The main question raised in this research was if broad transcriptmic changes underlie phenotypic modulation in cancer cells co-cultured with mesenchymal stem cells. We have thus chosen the following experimental approach. We have co-cultured for 24 hours two different cancer cell lines and mesenchymal cells and performed cell sorting and transcriptomic analysis at a time-point where we observed functional effect of the co-culture. We then used targeted network analysis of the most significant shifted genes and determined few networks described above.

While we acknowledge that validation is an important part of such studies but there are many studies where the role of single genes or few genes were validated without any translational relevance. Here we do not want to demonstrate the role of any particular genes but we want to emphasize that the interaction in vitro between stromal and cancer cells induces broad transcriptomic profile that should be carefully considered when experimental plans are designed. Interestingly showing differential expression of genes between two routinely used ovarian cancer cells indicate that one must be quite careful before investigating the particular role of a single gene.

Clinical implications

Our observation that one cell line can shift expression to more resemble human tumors is interesting but must be examined more closely. It is interesting because it suggests that culturing MSCs with tumor cells can create a better model system to study carcinogenesis since the co-cultured tumors cells bear more resemblance to human tumors. It is also interesting that this effect is cell line dependent as OVCAR3 shifts farther away from human tumors after co-culture with MSC’s. However, while this result is interesting, it should be seen in the context that it is difficult to compare expression data obtained at different times and with different platforms. Nevertheless, this observation merits further investigation.

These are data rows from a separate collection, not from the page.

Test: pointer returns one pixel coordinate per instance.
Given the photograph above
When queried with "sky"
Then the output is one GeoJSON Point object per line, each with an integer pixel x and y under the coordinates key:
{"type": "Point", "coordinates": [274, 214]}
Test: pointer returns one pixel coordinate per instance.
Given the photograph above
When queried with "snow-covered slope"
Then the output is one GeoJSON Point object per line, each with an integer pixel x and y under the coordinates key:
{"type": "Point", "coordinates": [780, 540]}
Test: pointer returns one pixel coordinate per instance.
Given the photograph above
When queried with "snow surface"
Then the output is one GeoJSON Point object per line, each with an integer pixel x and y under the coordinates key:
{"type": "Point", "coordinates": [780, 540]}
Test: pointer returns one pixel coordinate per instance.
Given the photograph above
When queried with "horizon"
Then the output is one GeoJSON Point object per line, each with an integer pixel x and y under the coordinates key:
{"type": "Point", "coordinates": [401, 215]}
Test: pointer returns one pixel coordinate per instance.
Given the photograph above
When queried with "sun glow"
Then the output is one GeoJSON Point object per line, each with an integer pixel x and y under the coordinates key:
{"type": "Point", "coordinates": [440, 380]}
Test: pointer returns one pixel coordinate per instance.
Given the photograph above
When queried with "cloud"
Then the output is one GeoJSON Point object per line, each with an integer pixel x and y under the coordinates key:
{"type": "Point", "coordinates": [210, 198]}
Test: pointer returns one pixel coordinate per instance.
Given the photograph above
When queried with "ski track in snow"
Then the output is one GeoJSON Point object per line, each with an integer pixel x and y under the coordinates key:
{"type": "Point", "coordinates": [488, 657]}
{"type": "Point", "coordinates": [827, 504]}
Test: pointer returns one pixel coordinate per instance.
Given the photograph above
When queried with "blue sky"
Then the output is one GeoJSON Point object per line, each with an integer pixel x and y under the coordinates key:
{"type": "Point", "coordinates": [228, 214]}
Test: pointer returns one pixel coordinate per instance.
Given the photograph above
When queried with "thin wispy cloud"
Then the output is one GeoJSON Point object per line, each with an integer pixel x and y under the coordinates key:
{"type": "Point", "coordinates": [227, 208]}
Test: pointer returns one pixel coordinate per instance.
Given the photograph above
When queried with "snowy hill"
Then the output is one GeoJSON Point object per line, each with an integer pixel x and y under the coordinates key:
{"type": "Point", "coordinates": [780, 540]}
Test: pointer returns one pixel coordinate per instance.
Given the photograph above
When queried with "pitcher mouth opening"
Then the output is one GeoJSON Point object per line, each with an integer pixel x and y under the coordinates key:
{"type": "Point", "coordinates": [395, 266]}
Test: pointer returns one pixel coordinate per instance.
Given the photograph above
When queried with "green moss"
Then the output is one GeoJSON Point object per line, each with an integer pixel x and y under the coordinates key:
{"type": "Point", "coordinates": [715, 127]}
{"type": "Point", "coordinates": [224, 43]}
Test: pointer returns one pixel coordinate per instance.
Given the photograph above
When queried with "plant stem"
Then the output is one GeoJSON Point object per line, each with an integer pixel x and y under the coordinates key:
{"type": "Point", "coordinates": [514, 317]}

Other ovarian cancer cell lines need to be tested co-cultured with different cells to obtain a broader picture of the role of the genetic background in the interaction with the microenvironment. Understanding the differences between ovarian serous adenocarcinoma types and their interaction with the microenvironment would open the path to new personalized therapeutic strategies.

Conclusion

Here we demonstrate that transcriptomic changes induced by MSC co-culture were cell type specific for the two cell lines investigated here. Many studies suggest the role of the tumor stroma in disease progression as well as residual disease. Understanding the interactome between the cancer and stromal cells will lead to new stroma specific therapeutic disrupting pro-tumoral cross talk. We have to consider tumor heterogeneity and therefore differential plasticity both in location and time to tailor treatments.